Sorry to arrive late for what has been yet another great Corner discussion about the judges. The question that occurs to me reading the exchanges is: For what egregious thing would we impeach a judge?

I was probably as critical as anyone during the Schiavo controversy of the arrogance with which the courts – state and federal – ignored the direction of the political branches to scrutinize the underlying facts. But there’s a huge gulf between acknowledging that the stakes here were extraordinarily high (viz., life and death) and, on the other hand, concluding that coming out on the wrong side was an impeachable offense.

Some of the things Judge Greer did in the case appear indefensible to me. But I don’t see anything that the federal courts did that was indefensible. Wrong? I think so (although reasonable people disagree). But indefensible? As in, “without colorable basis in law”? Clearly not. For example, Congress could have written a law that expressly directed reinsertion of the feeding tube.

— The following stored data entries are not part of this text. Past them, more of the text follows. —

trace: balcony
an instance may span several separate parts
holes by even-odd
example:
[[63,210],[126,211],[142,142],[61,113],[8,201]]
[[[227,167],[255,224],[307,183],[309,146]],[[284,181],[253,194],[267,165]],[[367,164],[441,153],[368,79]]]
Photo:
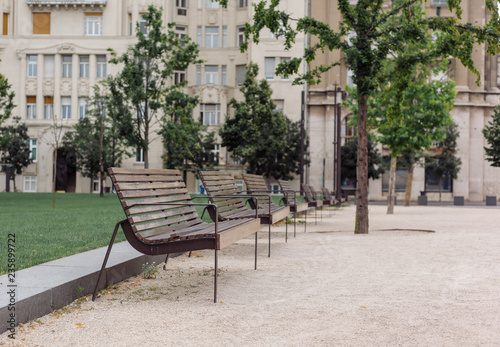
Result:
[[107,0],[26,0],[26,4],[31,8],[42,8],[46,6],[48,8],[76,8],[81,7],[104,7],[107,4]]

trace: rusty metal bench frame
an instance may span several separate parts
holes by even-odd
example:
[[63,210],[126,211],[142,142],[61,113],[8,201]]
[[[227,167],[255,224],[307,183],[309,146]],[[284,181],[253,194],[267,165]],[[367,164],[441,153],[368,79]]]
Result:
[[[198,175],[207,192],[209,201],[219,206],[219,220],[239,219],[248,214],[257,212],[260,223],[269,225],[268,232],[268,256],[271,256],[271,225],[286,218],[290,214],[290,208],[287,206],[276,206],[272,204],[269,194],[243,194],[236,186],[236,180],[233,175],[217,170],[200,170]],[[259,202],[259,206],[254,204],[254,200],[249,200],[250,208],[246,205],[243,198],[246,197],[264,197]],[[264,202],[265,201],[265,202]],[[212,219],[214,218],[211,215]]]
[[[211,215],[219,215],[212,203],[193,203],[178,170],[121,169],[108,170],[126,219],[115,226],[94,289],[92,300],[106,268],[119,227],[130,245],[147,255],[168,255],[202,249],[215,251],[214,302],[217,302],[218,251],[255,234],[255,269],[257,269],[257,213],[238,220],[203,222],[196,206],[205,207]],[[255,202],[258,205],[258,201]]]
[[308,184],[302,183],[300,185],[301,191],[304,193],[304,197],[309,204],[309,207],[314,207],[314,223],[318,222],[318,209],[323,207],[323,200],[318,200],[316,195],[313,194],[313,191],[309,187]]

It didn’t, no doubt because this would have provoked a debate that would have made expedited passage impossible. As a result, the courts were left to have the debate congress avoided – over such questions as whether the ordinary preliminary injunction standards applied, whether the All Writs Act should be employed to circumvent the usual rule that a party must show a likelihood of success on the merits, etc.

Profoundly disagreeing with how the judges came out on these questions is a far cry from saying what they did was irrational or, worse, impeachable. It seems highly irresponsible to speak about impeachment in the Schiavo context, where even we around here (not to mention the American people) were in pretty spirited disagreement about what the courts should do. (I should emphasize that the discussion in the Corner has been about impeachment generally, *not* impeachment in the particular context of Schiavo.)

But if it came to it, for what would we impeach a judge? I’ve never been too impressed by the conventional wisdom that the failure to impeach Justice Samuel Chase in 1804 stands as insuperable precedent that a judge may never be impeached for unpopular rulings – even if the rulings are unpopular precisely because they far transcend the proper role of the judiciary and usurp the people’s democratic prerogatives.

But, that said, how outrageous would a ruling have to be such that we would say the judge was no longer in “good Behaviour” status (Art. III, Sec. 1) and should be impeached? And should our calculation today be the same as Hamilton’s, given that Hamilton wrote before the Supreme Court seized the mantle of ultimate constitutional arbiter in 1803 – and long, long before that ruling (Marbury v. Madison) was cemented as seemingly indisputable law.

Let’s say a judge held that the logic of the “right to privacy” required government recognition of three-party marriages or of the freedom to inject heroin in the privacy of one’s bedroom? Or let’s say a judge ordered the president to pull all troops out of Iraq on the ground that our invasion was not approved by the Security Council and thus violated the UN Charter? Are those rulings impeachable?

They are surely wrong and would (one hopes) be swiftly reversed. But I suspect there is enough bad, judge-made law out there that they would not be deemed so irrational as to warrant an impeachment that two-thirds of the Senate would endorse. This only underscores that the problem we are talking about here is, to echo some of what’s been argued, cultural and systemic.


On a related note: I must confess that I was somewhat surprised that the Oregon Supreme Court struck down same-sex marriages that had been performed in that state. Of particular note is the court's consideration of a vote by the state's residents who passed a constitutional amendment defining marriage as one-man, one-woman. It could be a start of a trend if courts actually started considering the will of the people, instead of just consulting their own.